The logic that led to the -frame_delay option was discussed here:
http://forum.arcadecontrols.com/index.php/topic,128993.msg1313217.htmlInitially, -frame_delay was implemented to theoretically help removing 1 frame of lag by "delaying" the emulation of the next frame as much as possible, ideally right before or during the vblank period. This would allow to get the most up-to-date input state before going into the emulation itself. The "technical" problem involved is that it would require a cpu that's fast enough to emulate each frame at a fraction of the time that the original hardware did. A crude estimation was done that the cpu should be able to keep the speed above 1250% steadly when running unthrottled for the intended effect to be achieved.
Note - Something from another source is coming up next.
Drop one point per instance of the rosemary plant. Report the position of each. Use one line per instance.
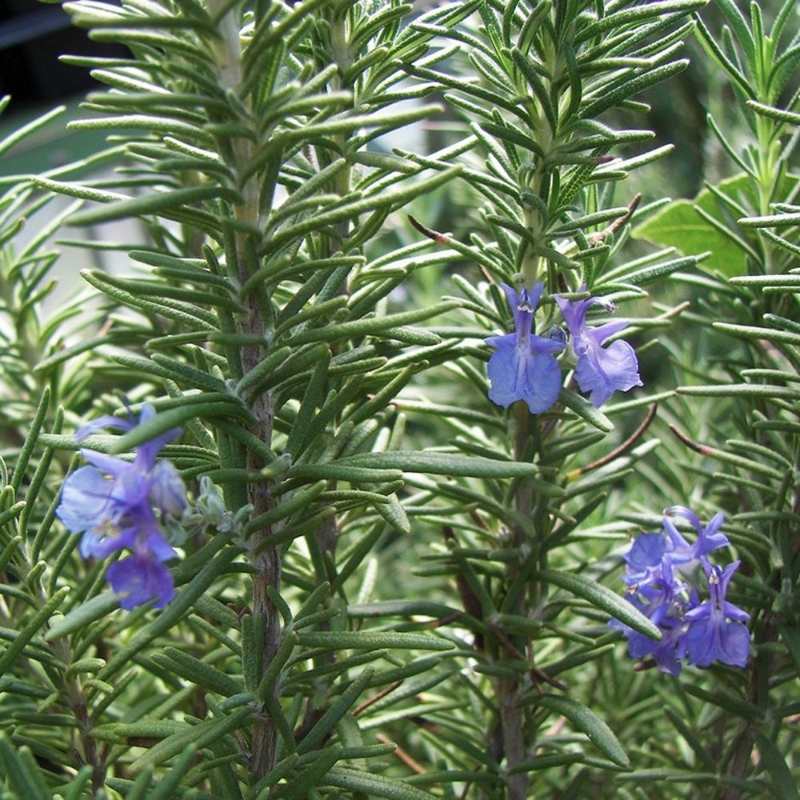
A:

Then it was suggested to implement this option with gradual steps from 1 to 9, where 1 stands 10% of a frame period, and 9 stands for 90%, so one could adapt it to get the longer possible delay with the current hardware.
So theoretically, using -frame_delay 1 would be almost equal to not using -frame_delay at all, just 10% more chances of catching the input in time for the next frame.
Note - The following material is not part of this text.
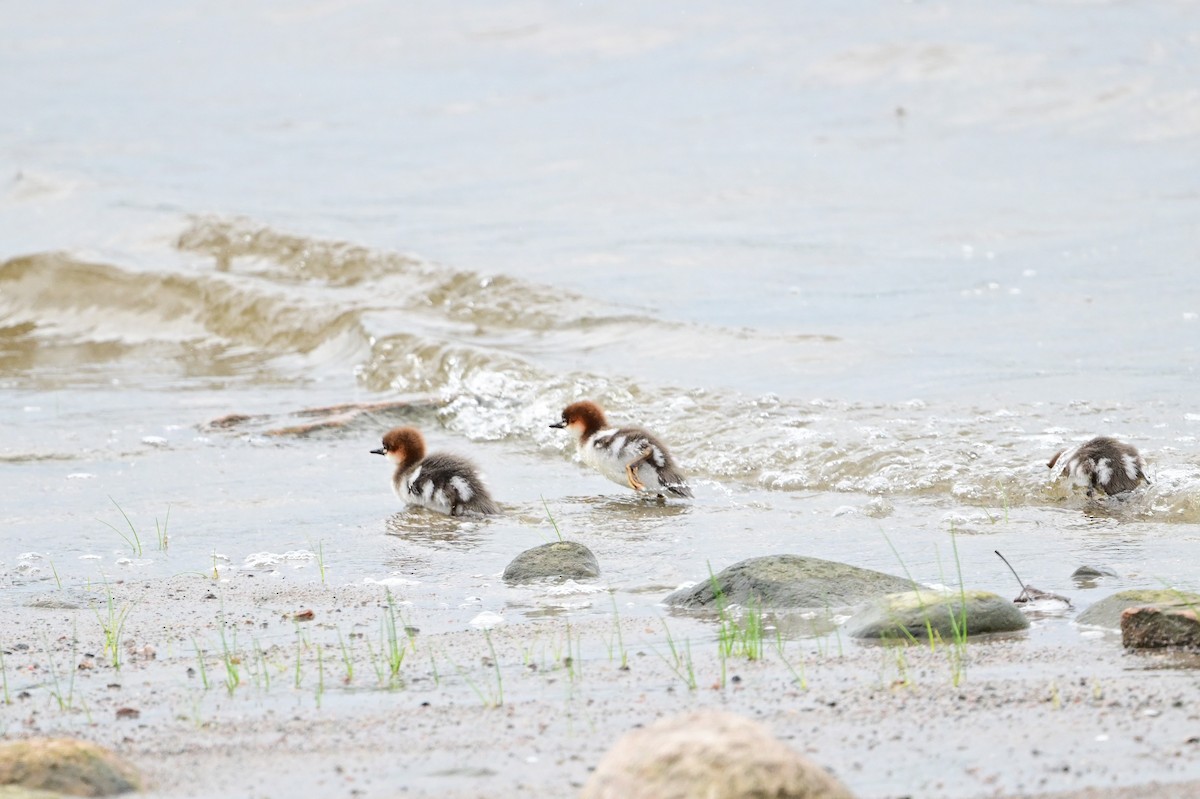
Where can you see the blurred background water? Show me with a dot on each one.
(864, 265)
BUT, surprisingly, the way -frame_delay was implemented (when used with ATI cards and d3d) has an unexpected side effect: it bypasses a frame queue that the drivers secretly arrange when vsync is used. It turns out this frame queue adds a lag of 2-3 frames by itself, so bypassing it has a massive effect in input responsiveness, way more important that the one that was originally intended by the -frame_delay implementation.
That's why by simply enabling -frame_delay with 1, most of the perceived input lag disappears. The extra gain that would come from raising from 1 to 9 only translates to the last remaining frame of lag, and only statistically (e.g. it may help with 33% of the total frames), and probably may only be detected by recording a high speed video, and only on already highly optimized systems.